Event Coverage, SPECTRA 2020

PR is paid to win, not to simply try: Rick Murray

On day 3 of Spectra, a reputation management-focused online conference, SHIFT Communications’ Managing Partner Rick Murray spoke at length about the changes in the PR industry and what a post-pandemic world holds in store for the profession. Titled ‘The evolution of storytelling in a digital world’, his talk gave insights on how PR has evolved over the years and is now ‘paid to win, not simply to try’, and the challenges and solutions ahead.

Murray started by recounting how he got into the PR industry ‘purely by accident’ and continued to be a ‘non-PR guy for about 10 years’. During those days, he said, “PR went from being a business that shaped a story (through working with journalists) to actually telling a story by other means. It was more than a 10-year evolution. There were several ways this happened:

1. The world got social

He reminisced about the early days of Orkut, Myspace and blogging which had just 7 million people around the world at the time. He said, “The fascinating thing for us was how a community was building around the world organically, and how we had democratised the right to publish for free. People could engage with others like them, pursue their passions. But this organic nature began to break away with the advent of advertising and pay-per-view.”

2. The world got mobile

“BlackBerry was the ‘thing’ to have in the early days, far from the bulky phones in use at the time,” he says. Blackberrys made smartphones cool, he further recounts. From just email and text, people could now engage with a few apps. The iPhone came in 2007, and then Android followed. The world discovered mobility and had computing in its hands wherever it went. “The world was ‘unchained’ and went from wired to wire-free,” he said.

3. Everything got faster

“The phone market took off, but mobility didn’t match up,” Murray said. People didn’t have the infrastructure to do more than just text or use really simple apps. The telecoms were then invested in 3G, 4G and now there’s 5G. Things became much faster.

4. Everything got cheaper

He elaborated on how “Things got faster and a whole lot more affordable. Today, there is a 200-fold decrease in cost to move data from Point A to B. Most of these cost reductions are passed on to consumers.”

5. We’re using a lot of data

“Over time, our phone plans were adjusted and we also got better phones. Today, we share amazing amounts of data daily,” Murray said.

6. Every day is a new PR

About this, he said, “Every single day now we seek out, consume and share more content than ever before. This is stunning and every day is a new personal record. This has tremendous implications for the PR industry.”

On 2020, a year of unprecedented times

Murray mused on how global economies and businesses were hit by the COVID-19 pandemic, and how the PR industry must be geared to meet the challenges that will spill over into the year 2021. He said, “We have a triple crisis on: a crisis in health, a crisis in economy and a crisis in justice and equity. All three are present around the world and are forcing our decisions about how we go to market, what we do and what we say. The scary thing is that that issues like climate change have fallen off the radar. They are no less important, but the media are not focussing on them at the moment.”

Murray said that the world will see a return to [normalcy] while living with the pandemic that cannot be controlled till there is a vaccine. However, we must go into the year knowing fully well that we cannot put off important business decisions.

On what comes next for PR

He outlined the future course of action for the PR profession thus: “Our clients, whether they thrived during the pandemic or were run out of business, are now asking, ‘Where are we and what do we do next?’ The PR business has not changed in what seems like forever because its core fundamentals remain the same. But it is now faced with a big challenge – of breaking through the clutter to reach, engage and inspire.”
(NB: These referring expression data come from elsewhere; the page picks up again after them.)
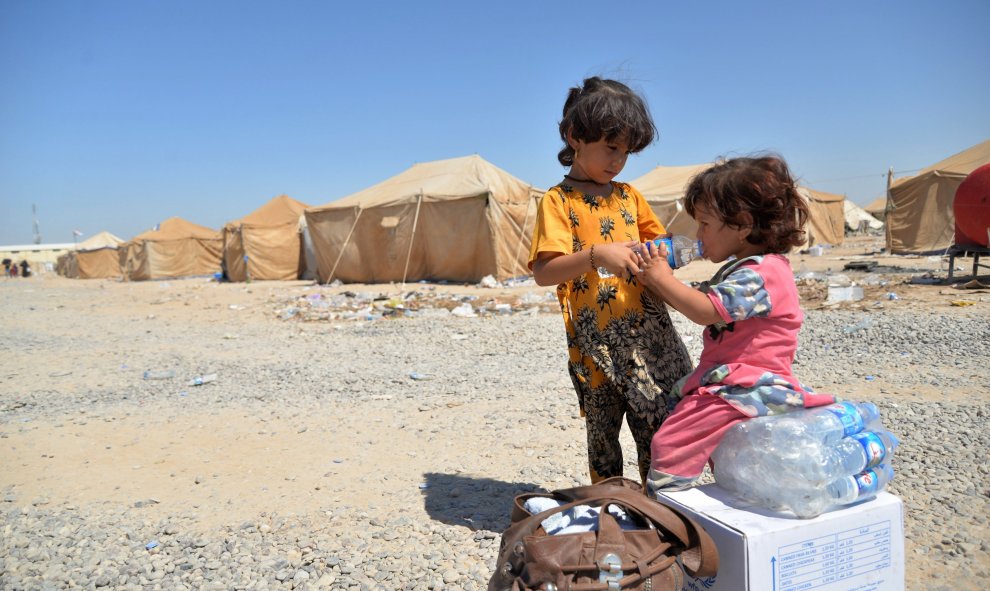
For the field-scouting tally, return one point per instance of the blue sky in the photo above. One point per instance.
(117, 115)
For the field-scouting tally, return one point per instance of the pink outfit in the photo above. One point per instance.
(744, 370)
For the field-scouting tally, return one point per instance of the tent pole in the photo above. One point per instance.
(342, 248)
(411, 238)
(887, 209)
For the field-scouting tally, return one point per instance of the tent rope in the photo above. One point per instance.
(344, 247)
(412, 237)
(522, 231)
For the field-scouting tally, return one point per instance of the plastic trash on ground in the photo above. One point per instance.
(159, 374)
(200, 380)
(839, 293)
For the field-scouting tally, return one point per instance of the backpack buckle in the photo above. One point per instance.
(610, 571)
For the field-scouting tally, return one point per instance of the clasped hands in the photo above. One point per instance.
(633, 257)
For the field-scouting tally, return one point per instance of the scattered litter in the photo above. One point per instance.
(860, 266)
(864, 323)
(159, 375)
(974, 284)
(488, 281)
(464, 311)
(852, 293)
(200, 380)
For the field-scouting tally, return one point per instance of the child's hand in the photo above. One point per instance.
(653, 262)
(620, 258)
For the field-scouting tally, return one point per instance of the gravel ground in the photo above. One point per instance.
(467, 412)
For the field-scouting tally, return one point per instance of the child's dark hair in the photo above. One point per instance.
(605, 109)
(761, 186)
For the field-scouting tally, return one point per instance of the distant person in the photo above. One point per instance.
(624, 353)
(750, 214)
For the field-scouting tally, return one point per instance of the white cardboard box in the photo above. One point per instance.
(856, 548)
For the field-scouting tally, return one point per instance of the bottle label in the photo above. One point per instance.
(852, 422)
(668, 243)
(867, 483)
(876, 451)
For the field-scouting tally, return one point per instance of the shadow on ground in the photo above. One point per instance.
(477, 503)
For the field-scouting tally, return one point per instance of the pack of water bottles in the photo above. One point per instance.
(807, 461)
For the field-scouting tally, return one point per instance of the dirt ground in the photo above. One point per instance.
(60, 461)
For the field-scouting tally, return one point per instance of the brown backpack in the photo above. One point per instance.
(650, 559)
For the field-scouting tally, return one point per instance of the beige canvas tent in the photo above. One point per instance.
(268, 239)
(664, 187)
(858, 220)
(919, 208)
(174, 248)
(97, 257)
(457, 220)
(877, 208)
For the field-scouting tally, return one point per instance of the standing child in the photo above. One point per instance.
(749, 213)
(624, 354)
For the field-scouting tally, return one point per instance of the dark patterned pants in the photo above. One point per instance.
(604, 409)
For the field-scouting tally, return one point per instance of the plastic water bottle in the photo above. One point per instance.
(681, 250)
(850, 455)
(826, 424)
(804, 461)
(864, 485)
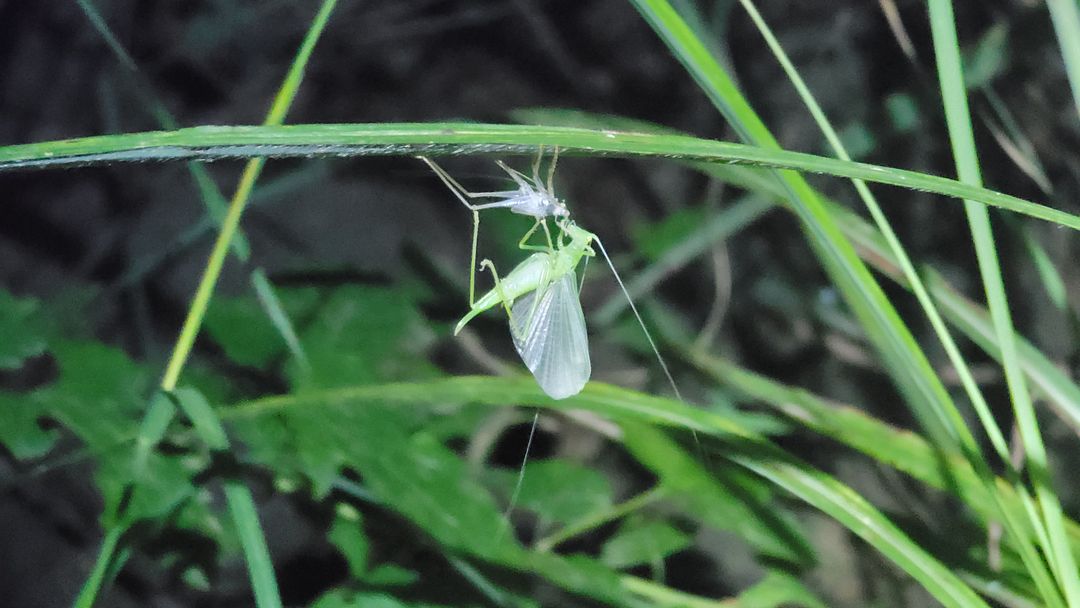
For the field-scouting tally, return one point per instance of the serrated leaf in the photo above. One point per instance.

Murray said that PR has never been a numbers-focused profession, but that has now changed forever. The industry now approaches storytelling by fusing analytical and creative thinking into one. Today, people expect personal, relevant messaging. PR’s job is to figure out the hows and whys and to tell the story with data, empathy and passion.

“The earlier PR maxim was ‘We don’t get paid to win, we get paid to try’. This is no longer true, he said. “We do get paid to win today. Data is how we get there, and data is how we get results. Make numbers your friend and you will be on course,” he closed.